#WhoIAm: I'll Take a Rain Check on That One

In high school, like a lot of the kids here, I was an overachiever. Overachievers, as a species, have this nasty habit of wrapping their identities around their successes. Not only is this culture of success a breeding ground for inflated egos and pretentiousness, but it, paradoxically, cultivates deep insecurity. Because, when you are constantly achieving (in academics, sports, clubs, internships, the works), what happens when, all of a sudden, you fail? Overachievers must really be masochists because, when college application time comes around, they tend to apply to the most selective schools and scholarships. They are just asking for rejection. And, when that time came for me, it shook me to my core. All my eggs were in one flimsy basket that was annihilated by an Indiana Jones-style steamrolling boulder of reality. And it was one of the best things to ever happen to me.

Before I entered college, I had reconciled with this change in self-image. I realized that I had ingrained this narrative of successful, overworking, driven overachiever into the fabric of my identity. I realized the dangers this brought on to me: overloading myself with work, inflating my ego with successes, being crushed when rejection came my way and not giving myself time to relax.

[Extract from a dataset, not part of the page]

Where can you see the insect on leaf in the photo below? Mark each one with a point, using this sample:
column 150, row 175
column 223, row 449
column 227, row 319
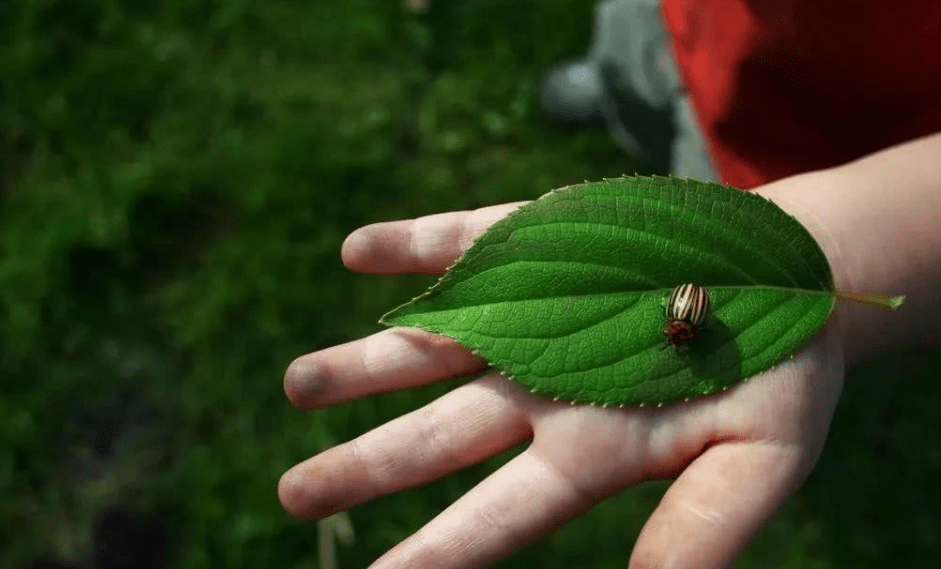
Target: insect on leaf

I also realized that wasn’t quite who I was anymore. At the same time, I was thrilled. You know that phrase “you can be anyone you want to be”? Well, it actually seemed true. I wasn’t stuck in some distorted image of myself. Instead, I had a few traits about myself I knew to be true, but, largely, I was a blank slate.

I’ve come to a couple conclusions, since then. Number one is that your identity is never set in stone. Who you are now holds no permanence, not if you don’t want it to. People change all the time. Don’t let who you think you are now hinder your working on who you want to be. That leads to the second thought I had: you need to work on your identity - it is an active interaction.

The point here is that you don’t have to know who you are all the time. In fact, it can sometimes be worse to have a rigid self-image. Think you are too introverted? Too talkative? Too slow? The largest obstacle to being who you want to be is giving into the misconception that you have a set character that you cannot alter. Be who you want to be! Don’t worry so much about your identity! You have so many other things to stress over. Don’t get stuck up in the trap of “searching for your identity.” It’s not hiding out in the woods somewhere, just waiting for you to follow a cute treasure map to find it at the red X.  In life, you get to create your own identity, and, if that isn’t empowering, I don’t know what is.

My identity is TBD, and I wouldn’t have it any other way. I’m not going to rush something I have the rest of my life to figure out, to create and to shape. Knowing who I am? I’ll take a rain check on that one.